The African Development Bank (AfDB) has slashed South Africa’s economic growth for 2023 as a result of sluggish activity, rising interest rates as well as the impact of the ongoing energy crisis.
The AfDB yesterday said that gross domestic product (GDP) in South Africa should weaken further to 0.2% in 2023 reflecting weaker activity in major trading partners.
The bank also flagged further domestic policy tightening as well as structural bottlenecks in particular electricity supply shortages, which restrain industrial output and activity in other sectors.
The AfDB’s growth forecast is slightly lower than the 0.4% estimated by the South African Reserve Bank last week, 2023, though it warned that energy and logistical constraints remained binding on the growth outlook.
However, the AfDB lead economist Ferdinand Bakoup said growth should pick up to a still sluggish level at 1.5% in 2024.
“Overall, South Africa is the worst performer in the southern Africa region over 2023-2024,” Bakoup said.
“Civil unrests, natural disasters such as flood and droughts, local infestations, renewed anti-immigrant protests, a cost-of-living crisis, and the electricity crisis will all hamper economic growth and social cohesion.”
The AfDB yesterday released its Southern Africa Economic Outlook 2023 for 13 economies making up the region.
The bank said that given its weight in the regional economy, South Africa was dragging down overall regional growth.
It said the outlook for 2023 and 2024 was uncertain because the Southern Africa region remained subject to significant downside risks.
The external outlook is clouded with many risks. More persistent global inflation could prompt significantly stricter monetary policy tightening with substantial spillovers effect in the region.
It warned that an abrupt growth slowdown in China or a protracted war in Ukraine could weaken global demand for mineral and metal commodities, exacerbating the growth outlook of resource-rich countries.

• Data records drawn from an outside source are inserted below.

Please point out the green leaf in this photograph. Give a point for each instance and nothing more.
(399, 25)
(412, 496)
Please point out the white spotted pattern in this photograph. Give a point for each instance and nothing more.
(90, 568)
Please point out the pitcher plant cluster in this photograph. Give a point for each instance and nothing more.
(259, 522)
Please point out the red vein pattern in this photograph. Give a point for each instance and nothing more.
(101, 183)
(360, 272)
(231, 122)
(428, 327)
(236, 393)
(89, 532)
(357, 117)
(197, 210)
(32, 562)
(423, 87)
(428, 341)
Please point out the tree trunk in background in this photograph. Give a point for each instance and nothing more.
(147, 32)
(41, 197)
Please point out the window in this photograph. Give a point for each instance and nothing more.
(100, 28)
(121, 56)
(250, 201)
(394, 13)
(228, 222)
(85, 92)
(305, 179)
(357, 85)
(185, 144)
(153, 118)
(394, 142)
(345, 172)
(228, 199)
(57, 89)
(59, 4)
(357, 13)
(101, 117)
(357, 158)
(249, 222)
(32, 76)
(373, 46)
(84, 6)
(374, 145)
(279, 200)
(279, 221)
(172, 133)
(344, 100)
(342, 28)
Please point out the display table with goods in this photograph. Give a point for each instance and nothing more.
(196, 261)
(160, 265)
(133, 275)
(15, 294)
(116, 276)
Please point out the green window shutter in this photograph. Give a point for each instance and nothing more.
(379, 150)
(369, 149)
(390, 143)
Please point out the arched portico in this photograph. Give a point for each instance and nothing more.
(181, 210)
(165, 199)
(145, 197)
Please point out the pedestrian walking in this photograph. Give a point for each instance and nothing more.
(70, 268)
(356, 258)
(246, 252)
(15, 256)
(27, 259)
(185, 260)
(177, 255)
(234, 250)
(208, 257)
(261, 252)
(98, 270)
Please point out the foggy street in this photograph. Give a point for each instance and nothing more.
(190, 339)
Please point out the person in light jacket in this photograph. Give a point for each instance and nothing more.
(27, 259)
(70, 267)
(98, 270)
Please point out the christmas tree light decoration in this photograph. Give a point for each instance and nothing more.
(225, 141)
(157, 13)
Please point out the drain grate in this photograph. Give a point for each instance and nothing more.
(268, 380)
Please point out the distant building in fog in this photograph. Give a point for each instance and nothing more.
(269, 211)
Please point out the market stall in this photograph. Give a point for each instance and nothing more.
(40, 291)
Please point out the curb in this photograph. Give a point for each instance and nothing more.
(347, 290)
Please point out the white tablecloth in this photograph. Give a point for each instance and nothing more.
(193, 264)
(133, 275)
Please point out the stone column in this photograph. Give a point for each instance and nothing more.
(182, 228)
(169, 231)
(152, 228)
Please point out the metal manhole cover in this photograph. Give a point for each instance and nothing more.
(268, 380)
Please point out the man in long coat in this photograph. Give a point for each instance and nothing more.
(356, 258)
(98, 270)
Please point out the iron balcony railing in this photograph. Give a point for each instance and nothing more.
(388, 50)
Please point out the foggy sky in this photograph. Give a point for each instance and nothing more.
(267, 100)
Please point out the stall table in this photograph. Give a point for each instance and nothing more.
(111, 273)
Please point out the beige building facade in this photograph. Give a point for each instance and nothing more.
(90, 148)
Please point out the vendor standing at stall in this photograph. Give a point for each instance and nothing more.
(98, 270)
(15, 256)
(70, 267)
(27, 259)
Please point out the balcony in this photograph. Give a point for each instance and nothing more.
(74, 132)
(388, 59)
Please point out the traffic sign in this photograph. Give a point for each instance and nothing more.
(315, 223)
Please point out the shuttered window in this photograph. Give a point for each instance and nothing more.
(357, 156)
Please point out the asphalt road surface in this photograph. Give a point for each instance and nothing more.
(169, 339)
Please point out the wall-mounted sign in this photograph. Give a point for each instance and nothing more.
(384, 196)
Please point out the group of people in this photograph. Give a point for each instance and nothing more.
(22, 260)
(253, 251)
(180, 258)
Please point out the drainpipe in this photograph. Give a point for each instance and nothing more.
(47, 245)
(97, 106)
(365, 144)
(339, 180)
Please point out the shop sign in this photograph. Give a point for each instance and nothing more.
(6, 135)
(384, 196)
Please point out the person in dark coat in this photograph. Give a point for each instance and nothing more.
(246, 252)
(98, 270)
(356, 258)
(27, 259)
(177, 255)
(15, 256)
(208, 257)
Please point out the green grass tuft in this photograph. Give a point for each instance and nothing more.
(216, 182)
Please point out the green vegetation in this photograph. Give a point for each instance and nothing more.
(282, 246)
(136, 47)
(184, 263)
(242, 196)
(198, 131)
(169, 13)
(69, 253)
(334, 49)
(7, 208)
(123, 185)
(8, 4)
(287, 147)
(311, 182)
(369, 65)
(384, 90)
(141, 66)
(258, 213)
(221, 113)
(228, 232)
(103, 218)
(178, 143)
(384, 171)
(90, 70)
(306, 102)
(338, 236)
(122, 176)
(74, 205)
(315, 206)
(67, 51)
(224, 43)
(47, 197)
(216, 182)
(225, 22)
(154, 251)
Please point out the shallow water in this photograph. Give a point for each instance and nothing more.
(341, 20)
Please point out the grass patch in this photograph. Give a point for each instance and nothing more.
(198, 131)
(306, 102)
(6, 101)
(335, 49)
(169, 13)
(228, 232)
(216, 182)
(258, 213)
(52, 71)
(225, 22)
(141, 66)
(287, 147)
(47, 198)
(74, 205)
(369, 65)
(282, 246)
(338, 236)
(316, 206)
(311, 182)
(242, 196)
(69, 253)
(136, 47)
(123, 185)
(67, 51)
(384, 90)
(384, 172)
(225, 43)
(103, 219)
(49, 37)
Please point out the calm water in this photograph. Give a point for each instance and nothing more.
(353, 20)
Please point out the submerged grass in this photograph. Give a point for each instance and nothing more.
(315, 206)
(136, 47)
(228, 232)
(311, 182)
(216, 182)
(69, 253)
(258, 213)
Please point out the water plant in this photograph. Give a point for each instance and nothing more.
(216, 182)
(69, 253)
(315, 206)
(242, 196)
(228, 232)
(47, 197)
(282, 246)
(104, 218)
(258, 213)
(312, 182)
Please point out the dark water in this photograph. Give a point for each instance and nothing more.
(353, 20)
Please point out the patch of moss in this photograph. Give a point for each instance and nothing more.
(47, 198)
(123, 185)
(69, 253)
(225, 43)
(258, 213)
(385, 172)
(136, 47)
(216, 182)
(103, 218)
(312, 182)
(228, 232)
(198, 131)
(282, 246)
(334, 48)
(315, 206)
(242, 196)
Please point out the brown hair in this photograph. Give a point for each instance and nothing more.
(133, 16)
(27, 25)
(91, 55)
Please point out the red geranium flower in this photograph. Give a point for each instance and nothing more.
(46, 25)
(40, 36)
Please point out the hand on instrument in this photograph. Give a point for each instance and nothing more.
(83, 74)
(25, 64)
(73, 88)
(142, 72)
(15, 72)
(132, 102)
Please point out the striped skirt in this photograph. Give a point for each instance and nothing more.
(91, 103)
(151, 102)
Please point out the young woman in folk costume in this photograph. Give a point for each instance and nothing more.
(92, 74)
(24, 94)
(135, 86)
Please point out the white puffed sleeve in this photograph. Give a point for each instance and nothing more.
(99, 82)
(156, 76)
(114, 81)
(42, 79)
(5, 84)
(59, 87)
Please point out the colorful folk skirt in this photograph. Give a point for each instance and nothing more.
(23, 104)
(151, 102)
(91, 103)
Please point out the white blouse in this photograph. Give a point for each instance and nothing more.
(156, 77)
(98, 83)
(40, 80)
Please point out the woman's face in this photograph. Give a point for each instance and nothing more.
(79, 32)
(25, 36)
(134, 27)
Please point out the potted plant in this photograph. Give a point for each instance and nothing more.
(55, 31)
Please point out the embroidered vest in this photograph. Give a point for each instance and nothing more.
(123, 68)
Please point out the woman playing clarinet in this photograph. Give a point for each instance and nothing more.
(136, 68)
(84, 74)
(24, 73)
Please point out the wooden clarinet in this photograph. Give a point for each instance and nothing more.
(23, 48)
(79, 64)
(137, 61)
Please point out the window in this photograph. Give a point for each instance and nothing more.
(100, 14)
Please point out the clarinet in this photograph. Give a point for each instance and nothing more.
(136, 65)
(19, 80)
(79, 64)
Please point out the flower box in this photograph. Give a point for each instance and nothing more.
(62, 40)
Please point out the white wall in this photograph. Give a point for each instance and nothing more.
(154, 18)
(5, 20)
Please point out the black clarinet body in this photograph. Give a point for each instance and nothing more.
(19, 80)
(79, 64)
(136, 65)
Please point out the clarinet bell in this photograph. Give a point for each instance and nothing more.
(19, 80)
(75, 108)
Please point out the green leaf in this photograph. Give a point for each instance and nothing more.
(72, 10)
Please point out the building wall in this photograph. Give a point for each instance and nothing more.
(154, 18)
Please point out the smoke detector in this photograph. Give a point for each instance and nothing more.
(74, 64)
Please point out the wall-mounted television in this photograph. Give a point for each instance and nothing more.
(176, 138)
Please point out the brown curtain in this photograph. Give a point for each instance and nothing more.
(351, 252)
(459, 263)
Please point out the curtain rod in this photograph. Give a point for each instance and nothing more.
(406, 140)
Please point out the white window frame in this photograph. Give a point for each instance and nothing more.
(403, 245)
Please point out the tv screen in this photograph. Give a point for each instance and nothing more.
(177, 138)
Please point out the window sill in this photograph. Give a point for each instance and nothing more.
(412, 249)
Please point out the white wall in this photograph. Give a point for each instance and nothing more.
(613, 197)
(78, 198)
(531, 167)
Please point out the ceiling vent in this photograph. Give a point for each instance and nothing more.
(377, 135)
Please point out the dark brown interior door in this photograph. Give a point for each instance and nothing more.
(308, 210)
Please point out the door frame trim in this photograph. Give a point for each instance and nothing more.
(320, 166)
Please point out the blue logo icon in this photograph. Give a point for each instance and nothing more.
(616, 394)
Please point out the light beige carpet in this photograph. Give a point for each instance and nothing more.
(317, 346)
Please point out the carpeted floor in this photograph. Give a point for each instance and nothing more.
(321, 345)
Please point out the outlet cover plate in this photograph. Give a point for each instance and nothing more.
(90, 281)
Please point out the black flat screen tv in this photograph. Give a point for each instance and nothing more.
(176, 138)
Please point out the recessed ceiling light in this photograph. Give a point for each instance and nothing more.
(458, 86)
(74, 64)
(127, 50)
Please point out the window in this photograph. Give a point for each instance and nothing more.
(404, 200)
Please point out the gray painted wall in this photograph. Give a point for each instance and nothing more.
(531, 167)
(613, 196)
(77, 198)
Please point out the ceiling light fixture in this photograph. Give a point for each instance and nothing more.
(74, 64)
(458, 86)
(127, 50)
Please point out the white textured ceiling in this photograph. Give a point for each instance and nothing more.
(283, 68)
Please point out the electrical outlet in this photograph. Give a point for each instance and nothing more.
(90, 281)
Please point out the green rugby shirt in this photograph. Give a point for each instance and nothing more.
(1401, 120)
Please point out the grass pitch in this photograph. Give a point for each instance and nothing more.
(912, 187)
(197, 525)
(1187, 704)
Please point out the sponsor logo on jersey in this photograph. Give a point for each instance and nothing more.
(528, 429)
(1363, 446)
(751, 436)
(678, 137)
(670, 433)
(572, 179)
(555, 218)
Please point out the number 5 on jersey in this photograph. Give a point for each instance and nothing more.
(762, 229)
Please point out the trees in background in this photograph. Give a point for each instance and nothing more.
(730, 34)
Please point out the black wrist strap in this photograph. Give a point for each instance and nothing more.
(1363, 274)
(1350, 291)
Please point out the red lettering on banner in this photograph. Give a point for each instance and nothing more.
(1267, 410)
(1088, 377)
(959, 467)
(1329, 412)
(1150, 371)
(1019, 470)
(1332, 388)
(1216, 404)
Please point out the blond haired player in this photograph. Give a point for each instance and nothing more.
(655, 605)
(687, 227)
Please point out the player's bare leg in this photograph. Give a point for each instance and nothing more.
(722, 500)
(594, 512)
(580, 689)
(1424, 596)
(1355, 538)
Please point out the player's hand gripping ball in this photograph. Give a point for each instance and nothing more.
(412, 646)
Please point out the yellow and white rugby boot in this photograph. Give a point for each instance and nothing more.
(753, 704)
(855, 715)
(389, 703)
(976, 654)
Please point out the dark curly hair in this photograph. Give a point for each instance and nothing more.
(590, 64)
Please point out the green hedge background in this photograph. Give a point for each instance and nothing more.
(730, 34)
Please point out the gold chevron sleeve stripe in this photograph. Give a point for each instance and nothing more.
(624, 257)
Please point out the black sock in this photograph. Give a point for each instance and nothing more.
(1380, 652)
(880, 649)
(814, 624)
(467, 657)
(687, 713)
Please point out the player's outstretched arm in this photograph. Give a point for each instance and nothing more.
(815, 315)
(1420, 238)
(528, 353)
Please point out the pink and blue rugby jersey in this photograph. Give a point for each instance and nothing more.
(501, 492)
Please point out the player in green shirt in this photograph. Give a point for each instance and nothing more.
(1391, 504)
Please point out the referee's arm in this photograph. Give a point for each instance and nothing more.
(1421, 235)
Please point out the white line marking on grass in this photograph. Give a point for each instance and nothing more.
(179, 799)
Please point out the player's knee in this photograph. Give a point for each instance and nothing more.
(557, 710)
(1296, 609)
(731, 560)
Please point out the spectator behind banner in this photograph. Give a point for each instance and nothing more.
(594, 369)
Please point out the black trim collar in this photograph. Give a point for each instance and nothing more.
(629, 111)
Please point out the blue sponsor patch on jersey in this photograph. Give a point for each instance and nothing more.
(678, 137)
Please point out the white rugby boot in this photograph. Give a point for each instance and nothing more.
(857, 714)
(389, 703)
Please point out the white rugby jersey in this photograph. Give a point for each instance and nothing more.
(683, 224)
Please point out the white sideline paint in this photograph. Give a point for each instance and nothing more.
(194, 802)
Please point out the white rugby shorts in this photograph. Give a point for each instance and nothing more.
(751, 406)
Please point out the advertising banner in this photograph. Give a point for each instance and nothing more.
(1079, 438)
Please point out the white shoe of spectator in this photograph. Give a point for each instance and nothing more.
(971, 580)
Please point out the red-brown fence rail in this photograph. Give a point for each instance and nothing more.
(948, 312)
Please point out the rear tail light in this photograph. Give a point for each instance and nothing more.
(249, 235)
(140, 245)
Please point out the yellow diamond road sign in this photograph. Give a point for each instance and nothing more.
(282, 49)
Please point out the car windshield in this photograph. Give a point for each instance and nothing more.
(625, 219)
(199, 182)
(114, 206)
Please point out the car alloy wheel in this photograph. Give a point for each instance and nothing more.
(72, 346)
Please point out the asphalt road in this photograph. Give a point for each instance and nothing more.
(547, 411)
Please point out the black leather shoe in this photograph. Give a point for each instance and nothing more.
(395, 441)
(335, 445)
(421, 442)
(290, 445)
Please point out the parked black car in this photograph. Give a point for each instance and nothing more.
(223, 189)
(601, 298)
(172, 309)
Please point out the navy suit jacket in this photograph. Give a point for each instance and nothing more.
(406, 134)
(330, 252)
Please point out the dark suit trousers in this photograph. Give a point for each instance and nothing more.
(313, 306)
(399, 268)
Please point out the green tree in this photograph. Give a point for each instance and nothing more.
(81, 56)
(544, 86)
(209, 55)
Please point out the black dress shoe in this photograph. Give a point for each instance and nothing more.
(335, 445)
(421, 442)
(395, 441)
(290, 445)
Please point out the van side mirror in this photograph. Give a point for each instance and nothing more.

Likewise, it said an intensification of the war in Ukraine and geopolitical tensions could spur food and energy prices, exacerbating the fragility of oil and food importing countries.
The domestic front was also exposed to sizeable downside risks and the socio-political context could cloud the economic outlook.
The bank said the Southern Africa region’s medium-term outlook remained modest as the economic performance compared poorly to the other African sub-regions, reflecting subdued performance in South Africa.
The region’s GDP growth is very dependent on the performance of the South Africa economy, given its overwhelming weight in regional GDP, which was 60% percent of Southern Africa GDP in 2022.
In 2022, South Africa’s GDP growth slowed markedly to an estimated 2%, dragging down the average for the region.
This resulted in the Southern Africa region’s GDP growth barely reaching 2.7% in 2022, largely a reflection of sluggish performance in South Africa where civil unrest, natural disasters compounded the electricity crisis to hamper economic growth.
Bakoup said further slowdown of growth in the region was expected in 2023 at 1.6%, followed by a slight improvement at 2.7% in 2024.
“Subdued regional performance is linked to the lingering political and structural issues in South Africa, which drag down regional growth, as well as the impacts of Russia’ invasion in Ukraine, which continue to put pressure on energy and food prices,” he said.
“Projected growth varies across Southern Africa countries, reflecting in part a contrasting trend in the terms of trade and domestic structural issues.’
“In 2024, the region’s growth rate should slightly pick-up, though still posting the worst growth performance across the five sub-regions. Nevertheless, the regional growth rate is improving while it is expected to decrease in the oil exporting countries.”
Meanwhile, the AfDB report also warned that climate change impacts on Southern Africa were increasing in both intensity and frequency, leading to higher physical and transition risks.
It said Southern Africa’s financial needs for climate actions stood at $1 trillion (R18trl), with an annual requirement of $90.3 billion for 2020-2030.
However, the average annual climate finance flows to Southern Africa stands at $6.2bn, representing 6.9%, also meaning that Southern Africa received the least financial flows relative to the financial needs, compared to other African regions in the continent.
“There is an urgent and increasing need for large-scale investment in climate action. The role of the private sector as a partner to make the green growth transition and to close the adaptation finance gap will be crucial,” read the report.
“The greater political commitment toward climate and green growth,and the existing green policy frameworks in some countries in the region, are clear signals for the private sector to search for optimum risk/return climate-related portfolios.”